SoundTRAX is a dive into notable music from iconic films and TV shows every Monday-Thursday at 8:10.
This may be the oldest film I've featured as a SoundTRAX selection, but when it's one of the best movies of all time, a true classic, I make no apologies.
It was on this day in 1942 that Casablanca was released. And I don't care if you're 18 or 80 it is required viewing. If you're one of those people who has an unnatural aversion to black and white films, get over it.
It's Humphrey Bogart at his tuxedoed, moody best. It's a flawless Ingrid Bergman who was born to be fought over by warring men and nations. It's Paul Henreid, whose so smooth and valiant you almost root for him over Bogey. Almost. And don't get me started on the best character actor of all time, Claude Rains, playing the greatest pseudo-villain in filmdom, stealing scenery and blithely tossing out some of the most clever dialogue ever written.
Even if you (shamefully) have never seen it, you've quoted it: the usual suspects.

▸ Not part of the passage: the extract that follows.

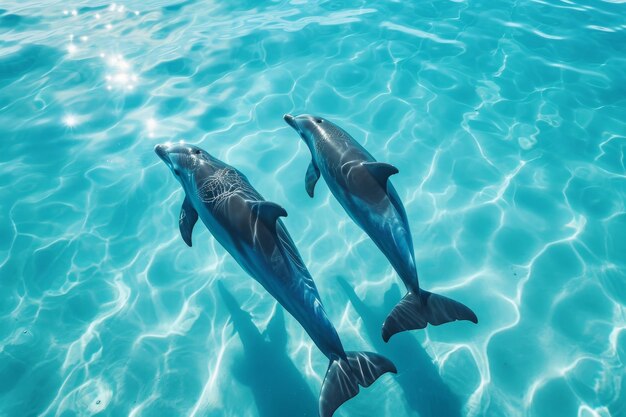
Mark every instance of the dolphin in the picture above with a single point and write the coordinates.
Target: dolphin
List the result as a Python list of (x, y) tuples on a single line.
[(362, 186), (249, 228)]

We'll always have Paris. Here's looking at you, kid.
Forget the year, forget the geography. No matter what horrific, political event is currently playing out in the world, Casablanca brings out patriotism you didn't even know you had.
And the music is what drives it all.
Max Steiner's score is sublime to be sure, but it's Dooley Wilson's show as Bogey's devoted piano player and bandleader, Sam.
Fun fact: Wilson was a drummer, so he had to mime playing the piano. It's actually Jean Plummer you hear on the keys. But it Wilson's warm and inviting voice you hear on gems like "It Had to Be You" and "Knock On Wood."
Full disclosure, as with most films from the forties, a true soundtrack wasn't released at the time.
But in 1997, happily, Turner Entertainment and Rhino Records finally issued an official one, complete with original music, famous dialogue from the film, and fun outtakes like Wilson singing "Dat's What Noah Done."
There can be little doubt as to what today's SoundTRAX tune is. It would be sacrilege to go anywhere else. It's the one composer Steiner inexplicably hated and didn't want to use, but later admitted begrudgingly in an interview that it "must have had something to attract so much attention."
It did and it still does.
For the 82nd anniversary of Casablanca, it's Dooley Wilson with "As Time Goes By."